Blueberry crops can be susceptible to various fungal and bacterial diseases, including powdery mildew, leaf spot and anthracnose. These fungal infections can cause defoliation, fruit rot and reduced plant vigour.
Disease control in blueberry
Pollination of blueberry crops
Bumblebees play a vital role in the natural pollination of blueberry crops, ensuring optimal fruit set and yield. When bumblebees visit blueberry flowers to collect nectar and pollen, they inadvertently transfer pollen between the male and female flower parts, enabling fertilisation and fruit development. This efficient pollination process leads to larger, more uniform berries.
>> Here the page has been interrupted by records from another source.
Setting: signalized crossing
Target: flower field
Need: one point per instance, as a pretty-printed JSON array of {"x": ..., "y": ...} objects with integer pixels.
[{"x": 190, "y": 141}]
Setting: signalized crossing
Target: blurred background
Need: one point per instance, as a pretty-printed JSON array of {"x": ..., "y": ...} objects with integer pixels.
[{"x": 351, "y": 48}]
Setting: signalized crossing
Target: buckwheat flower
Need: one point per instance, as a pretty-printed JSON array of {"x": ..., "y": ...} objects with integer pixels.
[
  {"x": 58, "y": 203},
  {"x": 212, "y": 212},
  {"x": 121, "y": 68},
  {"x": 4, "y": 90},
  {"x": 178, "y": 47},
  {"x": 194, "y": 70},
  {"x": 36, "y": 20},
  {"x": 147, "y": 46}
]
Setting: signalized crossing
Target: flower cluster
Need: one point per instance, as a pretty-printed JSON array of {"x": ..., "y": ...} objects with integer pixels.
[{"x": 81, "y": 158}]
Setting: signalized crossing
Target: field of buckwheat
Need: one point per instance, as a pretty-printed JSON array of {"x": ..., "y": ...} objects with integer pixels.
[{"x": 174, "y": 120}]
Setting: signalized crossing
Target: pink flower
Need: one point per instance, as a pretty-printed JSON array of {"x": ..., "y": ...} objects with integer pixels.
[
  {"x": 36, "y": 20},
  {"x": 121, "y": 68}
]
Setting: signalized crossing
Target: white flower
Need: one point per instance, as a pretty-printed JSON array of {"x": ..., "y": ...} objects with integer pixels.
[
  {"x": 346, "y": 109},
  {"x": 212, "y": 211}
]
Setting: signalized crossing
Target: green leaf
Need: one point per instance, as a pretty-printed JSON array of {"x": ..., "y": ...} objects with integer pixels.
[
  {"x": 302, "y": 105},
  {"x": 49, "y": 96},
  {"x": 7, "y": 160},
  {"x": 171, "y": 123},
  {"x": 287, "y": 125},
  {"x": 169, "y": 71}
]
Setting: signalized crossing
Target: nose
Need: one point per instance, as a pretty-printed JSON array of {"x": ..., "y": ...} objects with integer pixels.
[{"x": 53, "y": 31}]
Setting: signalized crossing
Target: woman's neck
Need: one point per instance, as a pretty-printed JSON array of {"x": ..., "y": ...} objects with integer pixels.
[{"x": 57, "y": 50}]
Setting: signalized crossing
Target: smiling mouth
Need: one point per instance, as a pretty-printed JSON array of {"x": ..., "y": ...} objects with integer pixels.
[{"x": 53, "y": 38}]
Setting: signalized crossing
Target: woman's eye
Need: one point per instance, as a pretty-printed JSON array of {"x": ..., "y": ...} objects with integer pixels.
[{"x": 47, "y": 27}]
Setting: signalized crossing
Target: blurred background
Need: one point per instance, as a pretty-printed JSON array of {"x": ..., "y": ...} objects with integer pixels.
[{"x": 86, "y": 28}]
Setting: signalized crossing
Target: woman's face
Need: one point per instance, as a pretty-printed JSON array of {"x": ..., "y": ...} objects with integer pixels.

Bumblebees for blueberry pollination
Bumblebees are excellent pollinators for blueberry crops due to several key characteristics. Their large size allows them to collect and transfer pollen effectively from the anthers to the stigma of blueberry flowers. This efficient pollen transfer increases the chances of successful fertilisation and fruit set.
Bumblebees possess a unique ability known as "buzz pollination". They can vibrate their flight muscles at a high frequency, causing the pollen to be released from the blueberry flowers' anthers. This mechanism is particularly important for blueberries, as their pollen is firmly attached and requires this buzzing action in order to be released.
Additionally, bumblebees are active pollinators, capable of foraging in cooler temperatures and under cloudy conditions when other bees may be less active. This flexibility allows them to provide consistent pollination services throughout the blueberry flowering period, contributing to optimal fruit development.
Furthermore, bumblebees exhibit a certain level of flower constancy, meaning they tend to focus on one species of flower at a time before moving to the next. This behaviour increases the likelihood of cross-pollination between different blueberry plants, promoting genetic diversity and potentially improving fruit quality.
Overall, the combination of their size, buzz pollination ability, activity in cooler conditions, and flower constancy, makes bumblebees highly effective pollinators of blueberry crops. Their presence and activity in blueberry fields significantly contribute to maximising fruit set, yield and overall crop productivity.